The running result is as follows:

1
T (1) = 1 1! = 1 T (1)/1! = 1

1 1
T (2) = 2 2! = 2 T (2)/2! = 1

2 2 1
T (3) = 5 3! = 6 T (3)/3! = 0.833333

5 5 3 1
T (4) = 14 4! = 24 T (4)/4! = 0.583333

14 14 9 4 1
T (5) = 42 5! = 120 t (5)/5! = 0.35

42 42 28 14 5 1
T (6) = 132 6! = 720 T (6)/6! = 0.183333

132 132 90 48 20 6 1
T (7) = 429 7! = 5040 T (7)/7! = 0.085119

429 429 297 165 75 27 7 1
T (8) = 1430 8! = 40320 t (8)/8! = 0.0354663

1430 1430 1001 572 275 110 35 8 1
T (9) = 4862 9! = 362880 T (9)/9! = 0.0133984

4862 4862 3432 2002 1001 429 154 44 9 1
T (10) = 16796 10! = 3628800 T (10)/10! = 0.00462853

16796 16796 11934 7072 3640 1638 637 208 54 10 1
T (11) = 58786 11! = 39916800 T (11)/11! = 0.00147271

58786 58786 41990 25194 13260 6188 2548 910 273 65 11 1
T (12) = 208012 12! = 479001600 T (12)/12! = 0.000434262

208012 208012 149226 90440 48450 23256 9996 3808 1260 350 77 12 1
T (13) = 742900 13! = 1932053504 T (13)/13! = 0.000384513

 

I used it as a result, but unfortunately I cannot upload images.

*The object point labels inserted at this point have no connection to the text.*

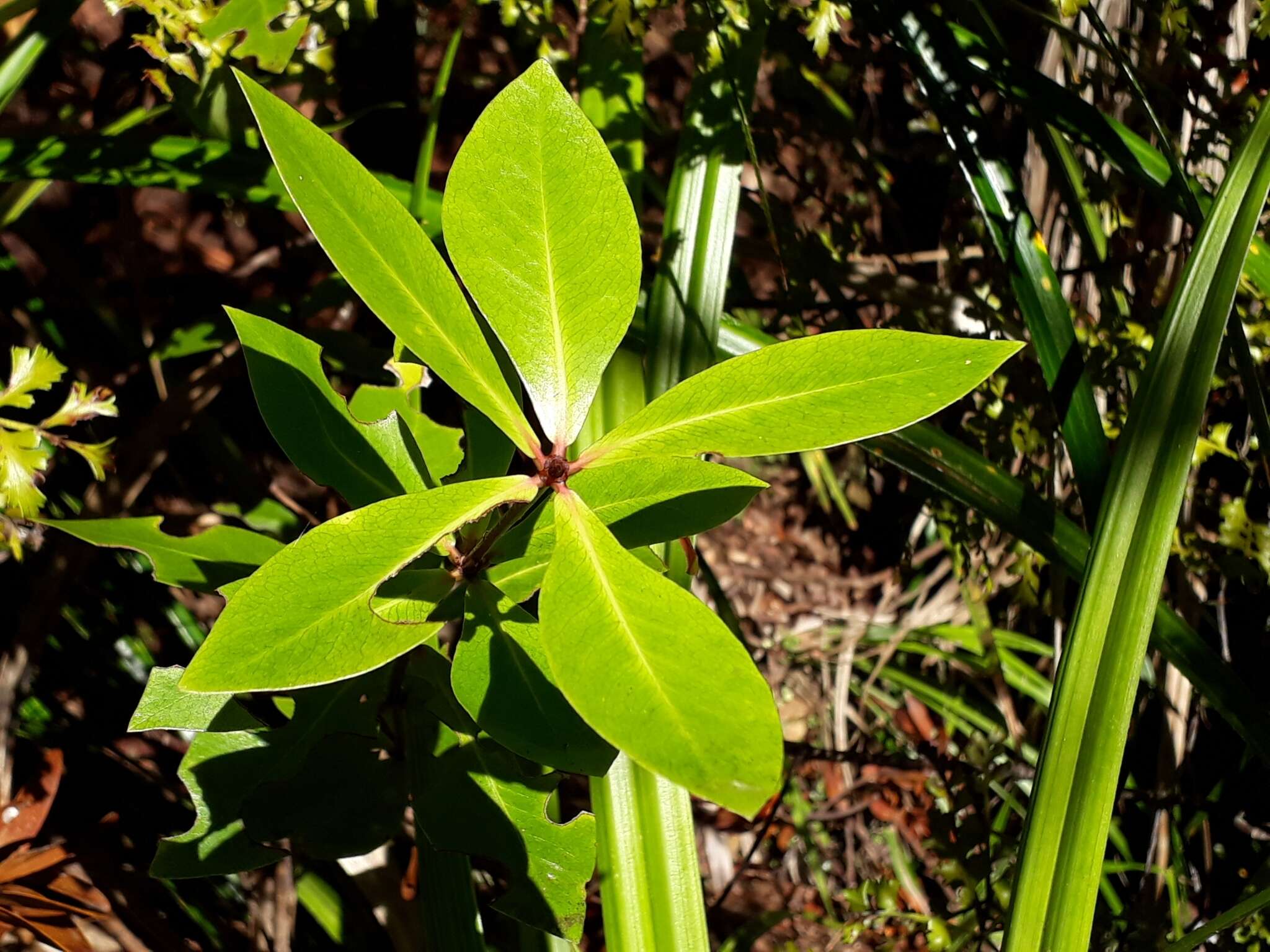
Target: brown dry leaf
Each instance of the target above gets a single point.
(32, 803)
(47, 899)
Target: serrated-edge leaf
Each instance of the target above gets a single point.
(164, 706)
(315, 428)
(205, 563)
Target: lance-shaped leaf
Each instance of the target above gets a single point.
(643, 501)
(1065, 839)
(386, 258)
(218, 844)
(362, 461)
(164, 706)
(653, 671)
(438, 444)
(807, 394)
(543, 231)
(205, 563)
(473, 796)
(305, 617)
(502, 678)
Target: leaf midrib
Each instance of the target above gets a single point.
(585, 539)
(601, 450)
(438, 328)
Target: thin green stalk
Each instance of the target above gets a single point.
(1179, 183)
(648, 862)
(1198, 937)
(24, 52)
(447, 903)
(646, 843)
(1065, 837)
(424, 165)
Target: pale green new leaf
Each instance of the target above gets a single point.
(502, 678)
(164, 706)
(386, 258)
(305, 617)
(543, 231)
(203, 563)
(677, 692)
(362, 461)
(20, 457)
(643, 501)
(30, 371)
(473, 796)
(438, 444)
(1065, 840)
(807, 394)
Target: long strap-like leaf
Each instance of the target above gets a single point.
(1018, 242)
(1071, 808)
(963, 474)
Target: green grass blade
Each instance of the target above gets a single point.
(1106, 138)
(1071, 809)
(963, 474)
(1018, 243)
(1197, 938)
(24, 52)
(687, 294)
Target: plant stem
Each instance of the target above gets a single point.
(424, 167)
(648, 861)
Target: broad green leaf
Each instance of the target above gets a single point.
(386, 258)
(807, 394)
(305, 619)
(680, 695)
(438, 444)
(543, 231)
(203, 563)
(1070, 814)
(164, 706)
(502, 679)
(473, 796)
(413, 596)
(30, 369)
(362, 461)
(643, 501)
(20, 457)
(214, 771)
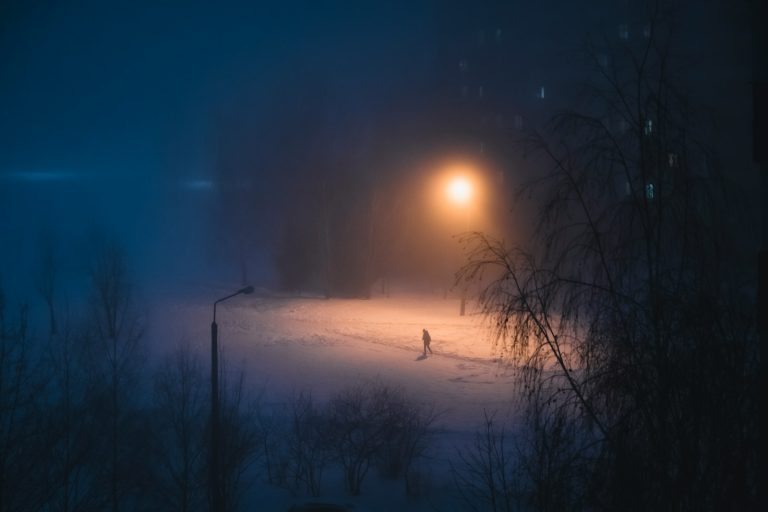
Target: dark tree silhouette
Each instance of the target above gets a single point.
(628, 310)
(116, 327)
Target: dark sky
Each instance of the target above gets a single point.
(111, 110)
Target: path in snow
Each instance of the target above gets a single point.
(292, 344)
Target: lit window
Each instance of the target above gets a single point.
(672, 160)
(623, 126)
(650, 193)
(648, 128)
(624, 31)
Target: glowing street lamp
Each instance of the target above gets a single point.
(460, 191)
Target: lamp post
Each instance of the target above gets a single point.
(460, 191)
(216, 490)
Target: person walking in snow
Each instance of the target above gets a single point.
(425, 337)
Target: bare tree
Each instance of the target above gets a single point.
(308, 448)
(240, 435)
(47, 276)
(376, 423)
(626, 302)
(71, 426)
(19, 423)
(116, 329)
(181, 407)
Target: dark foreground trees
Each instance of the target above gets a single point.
(631, 312)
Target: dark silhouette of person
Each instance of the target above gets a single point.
(426, 338)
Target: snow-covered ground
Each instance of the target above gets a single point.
(289, 344)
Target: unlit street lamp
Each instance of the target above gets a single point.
(216, 490)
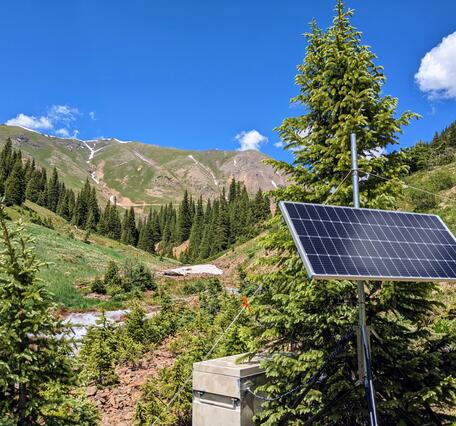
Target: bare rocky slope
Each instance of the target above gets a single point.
(141, 174)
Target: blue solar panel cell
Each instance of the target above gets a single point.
(342, 242)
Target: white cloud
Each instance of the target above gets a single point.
(437, 73)
(250, 139)
(31, 122)
(59, 119)
(62, 132)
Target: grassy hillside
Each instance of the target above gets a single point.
(439, 180)
(72, 260)
(138, 173)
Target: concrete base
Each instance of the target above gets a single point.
(219, 396)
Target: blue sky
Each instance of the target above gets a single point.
(196, 74)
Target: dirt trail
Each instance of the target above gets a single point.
(117, 405)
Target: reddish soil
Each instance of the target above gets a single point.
(117, 404)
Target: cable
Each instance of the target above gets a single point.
(405, 184)
(338, 187)
(331, 404)
(311, 381)
(208, 354)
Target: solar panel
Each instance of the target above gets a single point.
(366, 244)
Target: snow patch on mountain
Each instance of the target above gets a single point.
(207, 169)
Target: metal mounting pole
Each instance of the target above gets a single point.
(364, 357)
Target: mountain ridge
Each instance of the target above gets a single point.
(140, 174)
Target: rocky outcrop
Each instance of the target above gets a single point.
(117, 404)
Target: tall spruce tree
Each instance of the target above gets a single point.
(129, 230)
(185, 219)
(5, 164)
(36, 371)
(53, 191)
(15, 184)
(301, 321)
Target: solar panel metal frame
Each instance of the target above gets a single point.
(316, 276)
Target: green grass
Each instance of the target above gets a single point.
(71, 261)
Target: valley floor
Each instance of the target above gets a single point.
(117, 404)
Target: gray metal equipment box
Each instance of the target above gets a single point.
(219, 396)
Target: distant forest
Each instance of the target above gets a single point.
(441, 150)
(209, 227)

This program passed the test in GCC and vs2008. Can we end recursion, in fact, as long as you pay attention to the changes in I after each recursive call, you can know whether the recursion will end eventually, because 0 <= I <= n, note that this makes it easy to understand that recursion will end, but I still don't want to call a function with invalid data. Make sure that the value is 0 <= I <= n, from the running results, we can see that T (n) is far from n! Because t (n) is only a process of accumulation, even though S (I, n) is called multiple times, therefore, the calculation is very fast (0.133 S ). Note that S (I, n) indicates "A1, A2, A3 ,..., AI ,..., an, the I-th element of the n elements, the number of all the permutation numbers when Ai First goes out of the stack. "This is the key to solving the problem and applying recursion! Now we have a clue to solve this problem. We are ready to write the program again to output all possible output stack sequences.